If elected president, Mitt Romney might be willing to end the “carried interest” provision in the tax code that helped him amass his estimated $260 million-plus fortune, according to a campaign aide.
Lanhee Chen, the former Massachusetts governor’s policy director, told reporters on Tuesday that Romney could consider ending the tax break as part of a comprehensive tax overhaul — a move that would significantly raise taxes on many American investors.
But later in the day, the Romney camp “tried to step back” from the aide’s remarks, stressing that Romney doesn’t want to raise anyone taxes, The Wall Street Journal reported on Wednesday.
The carried interest provision gives private-equity and venture-capital executives a relatively low 15 percent capital gains tax rate on much of their income. Carried interest is a share of profits from an investment fund or partnership given to managers as compensation. Romney took advantage of the tax break as founder of private-equity firm Bain Capital.
Most taxpayers who receive ordinary wages are subject to income tax rates of up to 35 percent.
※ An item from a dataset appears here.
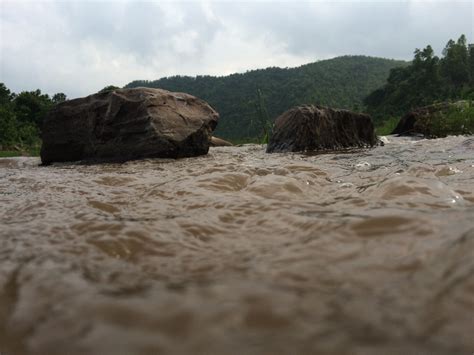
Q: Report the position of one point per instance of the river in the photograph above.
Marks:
(242, 252)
Newt Gingrich, Romney’s chief rival for the GOP presidential nomination, wants to eliminate all capital gains taxes, and to reduce personal income taxes to an optional flat rate of 15 percent, with a per-person deduction of $12,000.
The Romney aide’s comments came as his campaign made available more than 500 pages of tax return data from 2010 and 2011.
Romney and his wife reported an effective tax rate of about 14 percent on their 2010 and just over 15 percent on their preliminary 2011 return, on income of around $20 million each year. They received about $7.4 million in income taxed under carried-interest rules in 2010, and $5.5 million in 2011, The Journal reported.
Romney’s tax data released on Tuesday also disclosed his ownership of a now closed Swiss bank account and investments in the Cayman Islands, Bermuda, and other tax havens.